In the new era, automated platforms will become more common and help us quantify complex anatomic structures and function, and compute in vivo cardiac hydraulics with little to no user input. Recently, commercial vendors have introduced a variety of automated platforms to clinicians. The use of artificial intelligence in the operating room helped considerably in the quantification of functional mitral regurgitation and predicting annuloplasty band length in mitral repairs. The need for this technology in the perioperative arena is becoming even more evident in catheter-based interventions. Indeed, such interventions rely on the geometric measurements provided by the echocardiographer. Platforms that provide nearly immediate, reproducible, and accurate ventricular and valvular assessments are clearly valuable.
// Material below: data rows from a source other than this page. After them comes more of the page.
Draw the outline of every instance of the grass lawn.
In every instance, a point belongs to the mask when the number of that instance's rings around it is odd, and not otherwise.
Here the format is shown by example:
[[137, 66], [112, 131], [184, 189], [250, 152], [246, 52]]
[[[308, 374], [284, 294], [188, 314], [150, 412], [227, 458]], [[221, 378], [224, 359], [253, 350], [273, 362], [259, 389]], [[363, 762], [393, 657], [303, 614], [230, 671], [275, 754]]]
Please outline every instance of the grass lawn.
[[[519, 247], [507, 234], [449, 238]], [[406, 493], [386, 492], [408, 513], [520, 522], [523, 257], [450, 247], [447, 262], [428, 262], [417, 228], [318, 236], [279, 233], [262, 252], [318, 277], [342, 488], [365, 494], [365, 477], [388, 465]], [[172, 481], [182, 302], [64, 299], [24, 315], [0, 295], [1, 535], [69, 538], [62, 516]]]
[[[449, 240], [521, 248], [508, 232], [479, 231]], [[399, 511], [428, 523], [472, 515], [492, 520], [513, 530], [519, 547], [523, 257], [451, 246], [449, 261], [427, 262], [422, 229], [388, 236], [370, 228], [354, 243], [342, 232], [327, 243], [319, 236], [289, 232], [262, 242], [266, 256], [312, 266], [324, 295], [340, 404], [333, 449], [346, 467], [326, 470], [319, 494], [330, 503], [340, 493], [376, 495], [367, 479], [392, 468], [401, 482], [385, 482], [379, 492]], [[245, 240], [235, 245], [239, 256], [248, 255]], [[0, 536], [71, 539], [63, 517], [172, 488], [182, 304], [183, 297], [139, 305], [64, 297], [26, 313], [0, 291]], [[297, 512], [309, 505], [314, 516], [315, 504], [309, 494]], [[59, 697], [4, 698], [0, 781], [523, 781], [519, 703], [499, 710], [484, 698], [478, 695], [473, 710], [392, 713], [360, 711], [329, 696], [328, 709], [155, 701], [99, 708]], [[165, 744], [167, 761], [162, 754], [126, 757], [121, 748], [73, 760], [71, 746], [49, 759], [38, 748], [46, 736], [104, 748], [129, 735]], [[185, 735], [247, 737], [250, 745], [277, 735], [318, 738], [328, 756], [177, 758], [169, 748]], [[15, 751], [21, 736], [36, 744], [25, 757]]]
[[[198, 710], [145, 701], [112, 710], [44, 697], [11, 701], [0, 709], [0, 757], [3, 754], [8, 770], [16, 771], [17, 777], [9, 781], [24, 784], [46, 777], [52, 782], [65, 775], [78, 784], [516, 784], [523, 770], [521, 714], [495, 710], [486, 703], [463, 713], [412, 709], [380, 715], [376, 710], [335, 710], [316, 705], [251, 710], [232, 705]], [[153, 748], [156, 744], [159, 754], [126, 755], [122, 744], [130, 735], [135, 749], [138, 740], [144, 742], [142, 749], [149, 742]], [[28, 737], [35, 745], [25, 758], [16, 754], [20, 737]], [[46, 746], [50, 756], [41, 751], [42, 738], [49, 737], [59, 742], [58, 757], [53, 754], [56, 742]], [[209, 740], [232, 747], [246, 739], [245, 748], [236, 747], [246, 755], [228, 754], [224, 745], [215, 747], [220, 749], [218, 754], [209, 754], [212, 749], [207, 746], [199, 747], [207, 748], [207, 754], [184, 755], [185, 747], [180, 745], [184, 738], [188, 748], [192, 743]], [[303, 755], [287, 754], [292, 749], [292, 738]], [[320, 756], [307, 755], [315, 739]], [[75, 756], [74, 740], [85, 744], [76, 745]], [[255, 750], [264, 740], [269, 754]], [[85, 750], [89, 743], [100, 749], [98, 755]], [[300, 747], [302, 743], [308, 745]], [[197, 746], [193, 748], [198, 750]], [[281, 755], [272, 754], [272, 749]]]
In the early 1970’s, the pioneers of perioperative imaging commented that “considerable technical skill and practice [were] required to recognize the echocardiographic patterns,” and hinted at the need for automation. Unfortunately, even in 2017, perioperative echocardiography still remains far from perfect. Clinicians pressed for time frequently employing the time-honored “eyeball” method. The pressure for immediate answers in the time sensitive perioperative environment often precludes detailed three-dimensional analyses of cardiac structures, particularly while managing unstable patients. New intelligent platforms enable the perioperative echocardiographer to perform high quality sophisticated and detailed dynamic analyses on three-dimensional data sets with just the push of a button. One of the most important factors in the development of this technology will be a tight collaboration between our industry partners developing the software and clinicians to ensure that the data algorithms generate answers relevant to the perioperative environment and truly enhance consistency, quality and workflow. The use of intelligent algorithms in echocardiography is still in its infancy and perhaps, while we are myopically focused on immediate clinical needs, it is admittedly hard for us to see beyond the horizon. However, if the computer scientists are correct, the eventual question may not be if we will need artificial intelligence in echocardiography, but rather if the algorithms will need us.
Frederick C. Cobey, MD, MPH, FASE, an Assistant Professor of Anesthesiology and Division Chief of Cardiac Anesthesiology at Tufts Medical Center, is a member of the ASE Council on Perioperative Echocardiography Steering Committee.